The Defense Department is joining the Centers for Disease Control and Prevention in deferring people with heart disease from the vaccinations until any possible relationship can be investigated, said Dr. Bill Winkenwerder, assistant secretary of defense for health affairs.
In Florida, where a health worker died this week after a heart attack, officials suspended their smallpox vaccination program while the issue is investigated. New York put its program on hold early this week.
On Friday, a federal advisory committee was considering how many people should be excluded from the vaccination effort. One option being considered would exclude anyone over age 50.
At the Pentagon, Winkenwerder said the soldier who died also smoked and had high cholesterol. An autopsy showed that he had had coronary disease.
Because of those findings, Winkenwerder said, it appears unlikely that the vaccine caused the man’s death.
The man suffered the heart attack Tuesday and died Wednesday, Winkenwerder said.

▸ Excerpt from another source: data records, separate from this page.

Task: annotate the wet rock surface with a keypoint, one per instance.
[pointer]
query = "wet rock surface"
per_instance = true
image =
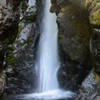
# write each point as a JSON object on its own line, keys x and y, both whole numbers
{"x": 79, "y": 45}
{"x": 74, "y": 36}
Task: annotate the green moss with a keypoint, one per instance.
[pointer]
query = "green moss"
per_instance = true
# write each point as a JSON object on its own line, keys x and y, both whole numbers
{"x": 95, "y": 18}
{"x": 19, "y": 30}
{"x": 97, "y": 76}
{"x": 10, "y": 56}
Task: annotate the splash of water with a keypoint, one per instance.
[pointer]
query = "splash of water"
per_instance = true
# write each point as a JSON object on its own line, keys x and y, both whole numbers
{"x": 48, "y": 62}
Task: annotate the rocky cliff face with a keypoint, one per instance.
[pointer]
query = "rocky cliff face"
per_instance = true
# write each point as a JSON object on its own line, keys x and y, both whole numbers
{"x": 10, "y": 12}
{"x": 79, "y": 43}
{"x": 74, "y": 37}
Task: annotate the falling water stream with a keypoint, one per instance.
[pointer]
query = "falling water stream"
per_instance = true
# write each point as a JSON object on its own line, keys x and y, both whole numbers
{"x": 48, "y": 61}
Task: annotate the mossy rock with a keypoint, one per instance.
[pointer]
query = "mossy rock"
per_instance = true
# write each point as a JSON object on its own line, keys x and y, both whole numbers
{"x": 97, "y": 76}
{"x": 93, "y": 7}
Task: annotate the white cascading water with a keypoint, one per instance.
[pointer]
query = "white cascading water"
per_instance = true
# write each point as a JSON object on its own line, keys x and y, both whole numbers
{"x": 48, "y": 52}
{"x": 47, "y": 62}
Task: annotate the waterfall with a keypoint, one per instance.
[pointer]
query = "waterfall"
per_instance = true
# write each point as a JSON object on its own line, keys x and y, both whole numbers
{"x": 48, "y": 52}
{"x": 47, "y": 63}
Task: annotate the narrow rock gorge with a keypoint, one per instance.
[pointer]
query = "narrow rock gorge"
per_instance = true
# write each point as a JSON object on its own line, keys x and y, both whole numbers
{"x": 78, "y": 45}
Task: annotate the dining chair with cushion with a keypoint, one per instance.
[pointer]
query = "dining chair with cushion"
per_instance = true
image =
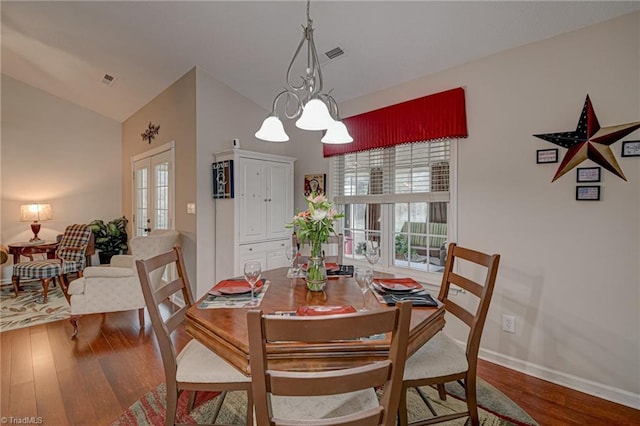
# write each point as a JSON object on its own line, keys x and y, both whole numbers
{"x": 334, "y": 248}
{"x": 336, "y": 396}
{"x": 70, "y": 258}
{"x": 195, "y": 367}
{"x": 441, "y": 360}
{"x": 117, "y": 288}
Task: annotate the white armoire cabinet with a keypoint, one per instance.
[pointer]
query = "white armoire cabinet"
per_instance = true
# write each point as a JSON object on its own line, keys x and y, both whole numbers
{"x": 251, "y": 225}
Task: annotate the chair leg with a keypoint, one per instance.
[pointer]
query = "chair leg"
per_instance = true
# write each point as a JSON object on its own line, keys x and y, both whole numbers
{"x": 74, "y": 322}
{"x": 426, "y": 400}
{"x": 249, "y": 407}
{"x": 472, "y": 402}
{"x": 45, "y": 289}
{"x": 192, "y": 400}
{"x": 172, "y": 404}
{"x": 219, "y": 403}
{"x": 141, "y": 317}
{"x": 442, "y": 393}
{"x": 15, "y": 280}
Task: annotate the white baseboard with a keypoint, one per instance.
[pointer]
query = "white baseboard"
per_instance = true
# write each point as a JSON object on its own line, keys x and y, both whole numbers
{"x": 599, "y": 390}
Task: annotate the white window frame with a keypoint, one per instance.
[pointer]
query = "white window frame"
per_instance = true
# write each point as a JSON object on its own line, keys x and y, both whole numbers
{"x": 386, "y": 228}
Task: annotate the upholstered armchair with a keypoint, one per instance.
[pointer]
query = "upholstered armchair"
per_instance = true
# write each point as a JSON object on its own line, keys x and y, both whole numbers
{"x": 116, "y": 287}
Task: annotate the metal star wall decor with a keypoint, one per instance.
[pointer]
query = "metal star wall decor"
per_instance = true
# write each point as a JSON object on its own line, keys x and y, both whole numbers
{"x": 150, "y": 133}
{"x": 589, "y": 141}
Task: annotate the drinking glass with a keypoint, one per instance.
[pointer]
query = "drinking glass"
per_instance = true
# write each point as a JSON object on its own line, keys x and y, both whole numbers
{"x": 292, "y": 256}
{"x": 363, "y": 276}
{"x": 373, "y": 255}
{"x": 252, "y": 272}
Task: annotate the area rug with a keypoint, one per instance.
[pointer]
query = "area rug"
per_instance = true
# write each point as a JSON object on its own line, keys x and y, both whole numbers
{"x": 25, "y": 311}
{"x": 495, "y": 408}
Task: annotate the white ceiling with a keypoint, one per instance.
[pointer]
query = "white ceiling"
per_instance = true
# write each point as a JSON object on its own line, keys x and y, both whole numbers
{"x": 65, "y": 48}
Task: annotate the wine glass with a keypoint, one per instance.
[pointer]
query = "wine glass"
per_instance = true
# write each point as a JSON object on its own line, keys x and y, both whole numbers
{"x": 372, "y": 254}
{"x": 252, "y": 272}
{"x": 363, "y": 276}
{"x": 292, "y": 256}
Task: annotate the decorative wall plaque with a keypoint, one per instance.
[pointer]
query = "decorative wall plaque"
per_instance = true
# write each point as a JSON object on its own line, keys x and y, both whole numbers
{"x": 223, "y": 179}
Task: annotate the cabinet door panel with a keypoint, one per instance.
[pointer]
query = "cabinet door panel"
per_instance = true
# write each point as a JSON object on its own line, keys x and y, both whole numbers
{"x": 280, "y": 211}
{"x": 253, "y": 199}
{"x": 277, "y": 259}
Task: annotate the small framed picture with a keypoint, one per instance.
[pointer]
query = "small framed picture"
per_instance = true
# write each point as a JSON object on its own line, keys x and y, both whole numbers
{"x": 588, "y": 174}
{"x": 588, "y": 193}
{"x": 314, "y": 184}
{"x": 547, "y": 156}
{"x": 631, "y": 149}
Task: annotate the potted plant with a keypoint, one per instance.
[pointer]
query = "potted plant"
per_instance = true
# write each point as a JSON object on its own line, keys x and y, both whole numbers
{"x": 110, "y": 238}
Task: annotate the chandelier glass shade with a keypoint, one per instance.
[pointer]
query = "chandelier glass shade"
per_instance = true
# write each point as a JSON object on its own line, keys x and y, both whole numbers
{"x": 313, "y": 109}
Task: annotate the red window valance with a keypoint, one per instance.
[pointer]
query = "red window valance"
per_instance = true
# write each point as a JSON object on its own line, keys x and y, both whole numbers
{"x": 437, "y": 116}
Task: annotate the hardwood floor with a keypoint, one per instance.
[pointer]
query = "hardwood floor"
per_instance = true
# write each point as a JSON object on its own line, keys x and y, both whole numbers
{"x": 92, "y": 380}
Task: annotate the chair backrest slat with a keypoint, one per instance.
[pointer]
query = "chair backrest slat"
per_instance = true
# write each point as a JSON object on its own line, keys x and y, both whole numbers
{"x": 308, "y": 383}
{"x": 330, "y": 329}
{"x": 466, "y": 283}
{"x": 168, "y": 289}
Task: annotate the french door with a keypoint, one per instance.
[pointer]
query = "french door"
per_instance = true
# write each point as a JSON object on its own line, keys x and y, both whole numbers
{"x": 153, "y": 190}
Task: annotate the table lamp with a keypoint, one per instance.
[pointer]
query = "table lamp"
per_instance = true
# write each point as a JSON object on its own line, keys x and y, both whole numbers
{"x": 35, "y": 213}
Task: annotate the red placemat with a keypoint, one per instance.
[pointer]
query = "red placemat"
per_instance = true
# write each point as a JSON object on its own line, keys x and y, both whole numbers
{"x": 231, "y": 287}
{"x": 325, "y": 310}
{"x": 398, "y": 284}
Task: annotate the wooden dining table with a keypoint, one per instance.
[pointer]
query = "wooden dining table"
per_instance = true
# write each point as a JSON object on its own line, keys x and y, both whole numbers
{"x": 224, "y": 330}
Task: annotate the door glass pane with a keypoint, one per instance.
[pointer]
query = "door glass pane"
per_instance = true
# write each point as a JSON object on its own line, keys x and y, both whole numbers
{"x": 142, "y": 194}
{"x": 161, "y": 174}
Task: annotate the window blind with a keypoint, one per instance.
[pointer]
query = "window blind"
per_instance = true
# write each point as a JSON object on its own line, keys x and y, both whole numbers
{"x": 393, "y": 175}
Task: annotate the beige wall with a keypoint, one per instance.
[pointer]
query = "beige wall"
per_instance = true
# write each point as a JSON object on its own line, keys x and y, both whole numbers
{"x": 569, "y": 270}
{"x": 222, "y": 115}
{"x": 55, "y": 152}
{"x": 174, "y": 111}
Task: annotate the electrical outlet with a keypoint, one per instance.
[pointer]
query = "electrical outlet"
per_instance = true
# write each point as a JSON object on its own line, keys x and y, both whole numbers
{"x": 508, "y": 323}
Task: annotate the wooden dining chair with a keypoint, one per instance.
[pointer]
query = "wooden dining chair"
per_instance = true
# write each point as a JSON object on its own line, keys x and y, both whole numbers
{"x": 334, "y": 244}
{"x": 340, "y": 396}
{"x": 442, "y": 360}
{"x": 196, "y": 367}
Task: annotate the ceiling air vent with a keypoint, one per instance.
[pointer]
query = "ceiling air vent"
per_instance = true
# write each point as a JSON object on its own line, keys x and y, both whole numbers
{"x": 108, "y": 79}
{"x": 334, "y": 53}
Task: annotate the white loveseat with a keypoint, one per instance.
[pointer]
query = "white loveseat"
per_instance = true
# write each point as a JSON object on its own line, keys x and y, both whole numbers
{"x": 116, "y": 287}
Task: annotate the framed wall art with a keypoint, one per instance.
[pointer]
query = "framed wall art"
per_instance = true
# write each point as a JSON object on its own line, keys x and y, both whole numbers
{"x": 588, "y": 174}
{"x": 314, "y": 183}
{"x": 222, "y": 172}
{"x": 547, "y": 156}
{"x": 631, "y": 149}
{"x": 588, "y": 193}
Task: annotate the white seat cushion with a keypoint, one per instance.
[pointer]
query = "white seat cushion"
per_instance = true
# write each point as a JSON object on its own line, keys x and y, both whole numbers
{"x": 323, "y": 407}
{"x": 440, "y": 356}
{"x": 198, "y": 364}
{"x": 76, "y": 286}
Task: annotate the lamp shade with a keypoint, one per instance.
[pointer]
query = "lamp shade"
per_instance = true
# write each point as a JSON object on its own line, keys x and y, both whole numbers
{"x": 35, "y": 212}
{"x": 315, "y": 116}
{"x": 337, "y": 133}
{"x": 272, "y": 130}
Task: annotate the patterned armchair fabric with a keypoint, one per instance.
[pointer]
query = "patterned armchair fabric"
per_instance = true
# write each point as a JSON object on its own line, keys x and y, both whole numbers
{"x": 69, "y": 258}
{"x": 117, "y": 287}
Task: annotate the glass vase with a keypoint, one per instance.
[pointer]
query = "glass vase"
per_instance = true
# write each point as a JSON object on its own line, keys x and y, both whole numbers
{"x": 316, "y": 274}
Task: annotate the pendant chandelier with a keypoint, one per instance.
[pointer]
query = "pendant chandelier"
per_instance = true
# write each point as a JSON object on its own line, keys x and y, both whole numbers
{"x": 313, "y": 109}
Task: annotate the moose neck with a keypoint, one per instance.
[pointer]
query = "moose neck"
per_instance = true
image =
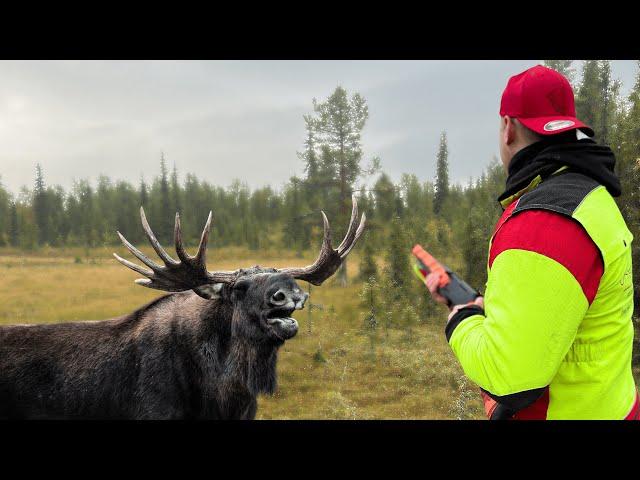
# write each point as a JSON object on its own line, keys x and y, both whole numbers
{"x": 252, "y": 364}
{"x": 244, "y": 364}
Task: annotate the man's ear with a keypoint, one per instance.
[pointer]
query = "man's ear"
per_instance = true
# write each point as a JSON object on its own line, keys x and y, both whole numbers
{"x": 509, "y": 130}
{"x": 209, "y": 291}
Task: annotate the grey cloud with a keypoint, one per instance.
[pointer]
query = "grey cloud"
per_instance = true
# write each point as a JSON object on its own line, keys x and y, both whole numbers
{"x": 241, "y": 119}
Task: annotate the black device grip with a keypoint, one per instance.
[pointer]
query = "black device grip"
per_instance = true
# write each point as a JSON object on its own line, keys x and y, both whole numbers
{"x": 457, "y": 291}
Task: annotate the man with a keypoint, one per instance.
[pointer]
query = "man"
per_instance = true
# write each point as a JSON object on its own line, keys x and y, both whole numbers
{"x": 552, "y": 338}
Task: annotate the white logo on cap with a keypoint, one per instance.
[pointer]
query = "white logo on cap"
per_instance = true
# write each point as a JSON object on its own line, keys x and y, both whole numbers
{"x": 557, "y": 125}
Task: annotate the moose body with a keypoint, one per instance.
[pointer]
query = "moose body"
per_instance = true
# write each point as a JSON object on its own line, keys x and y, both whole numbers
{"x": 202, "y": 353}
{"x": 173, "y": 358}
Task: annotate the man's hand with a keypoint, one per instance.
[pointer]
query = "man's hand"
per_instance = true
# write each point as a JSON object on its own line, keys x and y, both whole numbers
{"x": 432, "y": 281}
{"x": 478, "y": 301}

CDC issued its warning after a Maryland nurse died of heart attack Sunday and a Florida health worker died of a heart attack later in the week. More minor cardiac problems were seen in 15 others who had been inoculated, including 10 people in the military and seven civilians.
The smallpox vaccine has never been associated with heart trouble, but CDC officials said Thursday there was some evidence the vaccine is playing a role in heart inflammation.
Winkenwerder said the military has had few serious side effects from the vaccine program. Two cases of encephalitis had been reported previously. So far about 300,000 military personnel have been vaccinated, he said, with the aim of reaching about 500,000.
He said there have been about 10 cases of heart inflammation reported in those vaccinated, but none was severe. Some people have been hospitalized for one to three days and then returned to duty. Those cases involved people in their 20s and 30s, he said.